The most commonly abused hallucinogen in the United States is lysergic acid diethylamide (LSD). LSD is made from lysergic acid found in the fungus, ergot, which can grow on grains. Many of the hallucinogens are structurally similar to serotonin, which suggests that this class of drugs exerts its effects by altering this neurotransmitter. LSD also alters adrenergic mechanisms in the periphery and acts as a partial dopaminergic agonist. It is the most powerful hallucinogen and produces symptoms at doses varying from 25 to 50 pg. LSD is sold in a variety of forms, including small sticky pieces of paper that contain as much as 300 pg of the drug.

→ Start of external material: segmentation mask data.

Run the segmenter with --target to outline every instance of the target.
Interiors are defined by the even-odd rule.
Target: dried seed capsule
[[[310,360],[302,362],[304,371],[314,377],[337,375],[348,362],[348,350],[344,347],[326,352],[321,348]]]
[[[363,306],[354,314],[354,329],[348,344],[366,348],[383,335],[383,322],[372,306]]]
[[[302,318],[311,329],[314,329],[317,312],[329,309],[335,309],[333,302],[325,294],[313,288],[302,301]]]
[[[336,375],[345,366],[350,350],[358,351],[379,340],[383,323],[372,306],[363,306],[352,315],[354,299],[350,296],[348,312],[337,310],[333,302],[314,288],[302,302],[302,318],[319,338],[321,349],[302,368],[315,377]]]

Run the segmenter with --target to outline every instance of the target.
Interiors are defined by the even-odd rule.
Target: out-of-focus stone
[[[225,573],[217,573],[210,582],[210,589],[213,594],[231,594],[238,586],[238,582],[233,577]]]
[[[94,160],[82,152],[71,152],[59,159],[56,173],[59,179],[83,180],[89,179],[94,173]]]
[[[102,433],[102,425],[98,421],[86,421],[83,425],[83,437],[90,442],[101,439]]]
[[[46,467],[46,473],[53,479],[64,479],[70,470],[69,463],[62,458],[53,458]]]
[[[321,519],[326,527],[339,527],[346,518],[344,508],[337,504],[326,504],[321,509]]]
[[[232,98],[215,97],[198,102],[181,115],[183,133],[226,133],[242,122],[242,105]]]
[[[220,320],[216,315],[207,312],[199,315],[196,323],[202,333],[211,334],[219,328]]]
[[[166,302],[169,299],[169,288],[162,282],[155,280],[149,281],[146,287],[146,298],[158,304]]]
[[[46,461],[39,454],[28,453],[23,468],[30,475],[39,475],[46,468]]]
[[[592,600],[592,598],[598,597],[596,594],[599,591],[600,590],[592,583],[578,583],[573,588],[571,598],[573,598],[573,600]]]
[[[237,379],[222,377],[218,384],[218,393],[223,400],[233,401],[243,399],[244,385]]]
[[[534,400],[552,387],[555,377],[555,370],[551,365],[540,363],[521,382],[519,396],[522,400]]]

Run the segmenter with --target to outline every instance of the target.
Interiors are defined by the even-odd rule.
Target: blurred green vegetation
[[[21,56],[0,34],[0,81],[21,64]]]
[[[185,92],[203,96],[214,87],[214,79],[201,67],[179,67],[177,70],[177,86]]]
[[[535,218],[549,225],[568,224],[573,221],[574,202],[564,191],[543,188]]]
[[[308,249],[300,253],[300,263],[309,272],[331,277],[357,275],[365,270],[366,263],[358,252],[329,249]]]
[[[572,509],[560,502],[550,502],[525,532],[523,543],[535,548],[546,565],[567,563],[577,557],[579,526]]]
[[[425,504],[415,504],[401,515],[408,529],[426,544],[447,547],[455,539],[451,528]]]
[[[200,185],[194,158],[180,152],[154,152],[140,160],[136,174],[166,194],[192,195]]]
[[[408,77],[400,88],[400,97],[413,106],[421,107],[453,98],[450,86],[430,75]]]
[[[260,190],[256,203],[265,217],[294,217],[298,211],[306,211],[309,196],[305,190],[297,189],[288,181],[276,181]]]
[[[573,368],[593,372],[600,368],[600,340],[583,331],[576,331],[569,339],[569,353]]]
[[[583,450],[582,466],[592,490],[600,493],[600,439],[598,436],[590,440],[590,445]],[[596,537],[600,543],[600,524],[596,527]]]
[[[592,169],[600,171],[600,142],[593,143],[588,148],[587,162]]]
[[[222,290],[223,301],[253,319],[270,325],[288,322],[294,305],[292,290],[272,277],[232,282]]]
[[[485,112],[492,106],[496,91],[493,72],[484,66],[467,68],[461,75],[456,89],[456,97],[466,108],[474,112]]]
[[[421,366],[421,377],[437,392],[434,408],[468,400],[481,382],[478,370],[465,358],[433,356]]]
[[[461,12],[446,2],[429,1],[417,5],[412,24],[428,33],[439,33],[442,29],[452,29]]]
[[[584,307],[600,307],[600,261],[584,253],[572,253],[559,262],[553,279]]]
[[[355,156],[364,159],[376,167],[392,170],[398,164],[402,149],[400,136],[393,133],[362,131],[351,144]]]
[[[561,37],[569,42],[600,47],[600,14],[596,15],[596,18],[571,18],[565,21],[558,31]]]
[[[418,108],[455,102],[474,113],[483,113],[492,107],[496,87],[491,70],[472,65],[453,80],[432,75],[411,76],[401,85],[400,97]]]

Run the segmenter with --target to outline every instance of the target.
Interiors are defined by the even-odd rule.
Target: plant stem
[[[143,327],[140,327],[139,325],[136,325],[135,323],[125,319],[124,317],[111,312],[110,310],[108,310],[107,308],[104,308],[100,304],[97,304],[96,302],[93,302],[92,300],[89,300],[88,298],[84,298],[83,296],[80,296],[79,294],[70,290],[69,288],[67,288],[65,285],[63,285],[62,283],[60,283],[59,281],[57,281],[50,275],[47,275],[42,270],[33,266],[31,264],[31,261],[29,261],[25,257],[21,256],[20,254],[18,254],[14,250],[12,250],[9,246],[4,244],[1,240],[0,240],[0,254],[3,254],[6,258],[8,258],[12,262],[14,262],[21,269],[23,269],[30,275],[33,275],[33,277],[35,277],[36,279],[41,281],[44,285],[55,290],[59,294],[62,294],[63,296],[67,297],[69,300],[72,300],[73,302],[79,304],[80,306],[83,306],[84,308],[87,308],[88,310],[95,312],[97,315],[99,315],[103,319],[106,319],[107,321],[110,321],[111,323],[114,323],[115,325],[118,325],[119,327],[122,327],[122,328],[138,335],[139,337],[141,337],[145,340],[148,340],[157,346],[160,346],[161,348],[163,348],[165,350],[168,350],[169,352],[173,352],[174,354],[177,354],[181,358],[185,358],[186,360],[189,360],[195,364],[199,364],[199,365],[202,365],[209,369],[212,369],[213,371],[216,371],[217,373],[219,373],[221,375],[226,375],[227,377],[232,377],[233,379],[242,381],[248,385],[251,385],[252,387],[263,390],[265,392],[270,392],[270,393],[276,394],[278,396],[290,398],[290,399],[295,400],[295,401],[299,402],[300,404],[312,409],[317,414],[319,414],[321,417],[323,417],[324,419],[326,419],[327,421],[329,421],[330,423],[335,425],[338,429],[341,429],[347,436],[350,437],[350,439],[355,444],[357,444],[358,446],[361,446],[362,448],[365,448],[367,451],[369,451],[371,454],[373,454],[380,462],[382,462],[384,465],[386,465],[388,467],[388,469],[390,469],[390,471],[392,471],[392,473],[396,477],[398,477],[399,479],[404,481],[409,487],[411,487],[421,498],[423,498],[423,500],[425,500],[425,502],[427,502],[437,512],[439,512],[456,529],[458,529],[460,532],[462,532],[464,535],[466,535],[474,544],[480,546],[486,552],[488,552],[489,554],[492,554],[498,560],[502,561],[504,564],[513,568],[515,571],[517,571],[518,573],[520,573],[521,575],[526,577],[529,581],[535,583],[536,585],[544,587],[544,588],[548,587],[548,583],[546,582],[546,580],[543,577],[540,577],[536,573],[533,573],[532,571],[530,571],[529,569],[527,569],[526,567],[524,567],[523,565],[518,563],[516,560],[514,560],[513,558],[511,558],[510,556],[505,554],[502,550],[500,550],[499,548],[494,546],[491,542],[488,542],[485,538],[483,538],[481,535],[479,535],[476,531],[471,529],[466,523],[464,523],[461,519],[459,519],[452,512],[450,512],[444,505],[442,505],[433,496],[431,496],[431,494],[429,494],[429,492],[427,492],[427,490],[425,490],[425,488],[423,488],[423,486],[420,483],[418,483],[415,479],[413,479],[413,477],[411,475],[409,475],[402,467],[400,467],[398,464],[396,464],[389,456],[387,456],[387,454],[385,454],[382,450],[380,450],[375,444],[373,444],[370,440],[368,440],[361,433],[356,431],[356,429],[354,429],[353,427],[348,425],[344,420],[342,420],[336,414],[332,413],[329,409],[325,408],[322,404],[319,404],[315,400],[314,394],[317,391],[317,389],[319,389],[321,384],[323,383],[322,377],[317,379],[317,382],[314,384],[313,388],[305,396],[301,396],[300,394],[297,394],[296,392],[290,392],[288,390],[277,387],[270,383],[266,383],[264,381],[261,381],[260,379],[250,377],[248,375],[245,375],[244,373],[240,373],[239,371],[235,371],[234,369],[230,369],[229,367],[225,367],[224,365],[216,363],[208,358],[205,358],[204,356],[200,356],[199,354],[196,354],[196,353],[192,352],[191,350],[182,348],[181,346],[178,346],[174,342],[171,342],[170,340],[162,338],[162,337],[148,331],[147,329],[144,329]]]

LSD is readily absorbable after oral administration. Its effects peak after 2 to 4 hours and may last for several hours.

Symptoms consist of euphoria, intensive arousal, panic, or even depression. Perceptual distortions are very common, as are hallucinations. Neurological abnormalities include papillary dilatation, lacrimation, and hyperreflexia. Patients report visual changes consisting of increased intensity of colors and alterations in shapes. No toxic fatalities have been reported with LSD use. A number of LSD users have recurring episodic visual disturbances, which include flashes of color, geometric pseudohallucinations, and fleeting perceptions in the peripheral visual fields. Formerly known as "flashbacks," these have been renamed the hallucinogen persisting perception disorder (HPPD). Some chronic heavy users of LSD have been reported to suffer from impaired memory, poor attention span, and confusion.

Users of LSD may require treatment because they experience severe anxiety, intense depression, or suicidal ideation. Therapy consists of "talking the patient down," which is a highly effective approach. If medication is required, diazepam given orally is the drug of choice.